Wenn wir uns den Herausforderungen dieser Art stellen, neigen wir außerdem dazu, abzuschalten. Dies wird als „psychische Betäubung“ bezeichnet, was bedeutet, dass es für uns schwierig ist, eine emotionale Verbindung zu Problemen oder Tragödien herzustellen, die eine große Anzahl von Menschen betreffen. Dies wurde in der Arbeit des Psychologen Paul Slovic zum Thema Risiko veranschaulicht. Laut den Verhaltensökonomen Patricia Linville und Gregory Fischer haben wir einen „endlichen Pool von Sorgen“: Es gibt nur so viel, mit dem wir uns gleichzeitig befassen können. Es ist nicht so, dass wir uns nicht um Klimawandel, Dürre oder Hungersnot kümmern; Wir können ihre Größe einfach nicht ergründen oder ihre Bedrohungen in unsere bestehenden Sorgen einpassen.
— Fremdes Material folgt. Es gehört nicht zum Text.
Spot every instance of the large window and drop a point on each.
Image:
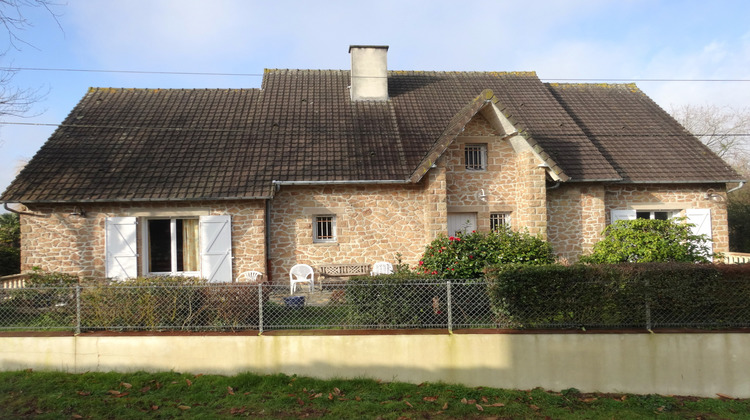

Das Zelt der zufällig beobachteten Phänologien versucht, diese Herausforderungen zu überbrücken, indem Emotionen und persönliche Erfahrungen genutzt werden, um das Engagement für den Klimawandel zu fördern. Leonard betont, dass er nicht versucht, konkrete Vorhersagen über die Zukunft zu treffen. Stattdessen geht es in seinen Projekten darum, wie wir uns fühlen, wenn wir den Unglauben im Zelt "aufheben" und, was noch wichtiger ist, was wir mit diesen Gefühlen danach tun, um Veränderungen herbeizuführen. "Die Arbeit soll die Wissenschaft nicht ersetzen", erklärt Leonard. "Es soll einen Weg bieten, diese Informationen und die damit verbundenen Emotionen zu erhalten - vielleicht Angst und Unruhe, vielleicht Vorfreude oder Hoffnung, dass wir diesen Herausforderungen begegnen können."
15 Minuten lang untersucht Leonard die Antworten und erinnert die Person vor ihm an ihre Agentur. „Wir ziehen die Karten. Wir wählen unser Schicksal “, sagt er den Teilnehmern. „Nehmen Sie, was Sie angesichts dieser Komplexität gefunden haben, und tragen Sie es in sich. Wenn die Welt bereits verdammt ist, kann es zu einem gewissen Grad verdammt sein, aber es wird diejenigen geben, die hier nach uns leben. Werden wir für sie gute oder schlechte Vorfahren sein? Werden wir den Grundstein für eine Kultur gelegt haben, die Mittel findet, um täglich mit einem neuen und chaotischeren, rachsüchtigen Klima zu leben? Oder werden wir zu denen gehören, die Veränderungen im Lebensstil, Denken, Handeln oder Konsum ausgelöst haben und die Zukunft noch schmerzhafter machen? “
Der durch den Klimawandel verursachte Kummer - wie in diesem nachdenklichen Bericht des Journalisten Jordan Rosenfeld dargelegt - ist spürbar. Aber Leonard ist nicht ohne Hoffnung. Die Etymologie der „Wahrsagerei“ stammt aus dem Lateinischen divinare: „Vorhersehen, sich von einem Gott inspirieren lassen“. Leonard betrachtet diese Erfahrung als zutiefst spirituell - eine integrierte Methode, die Sorge um die Umwelt und die Zukunft der Menschheit anzugehen. "Verlust wird passieren, aber es muss nicht unbedingt ein Verlust sein", sagt er. "Das war eine verbreitete Botschaft aus den Lesungen: Die Klimakrise ist nicht das Ende, sie ist ein Kapitel."
James Leonard ist im Herbst mit The Tent of Casually Observed Phenologies auf Tour . Details finden Sie hier.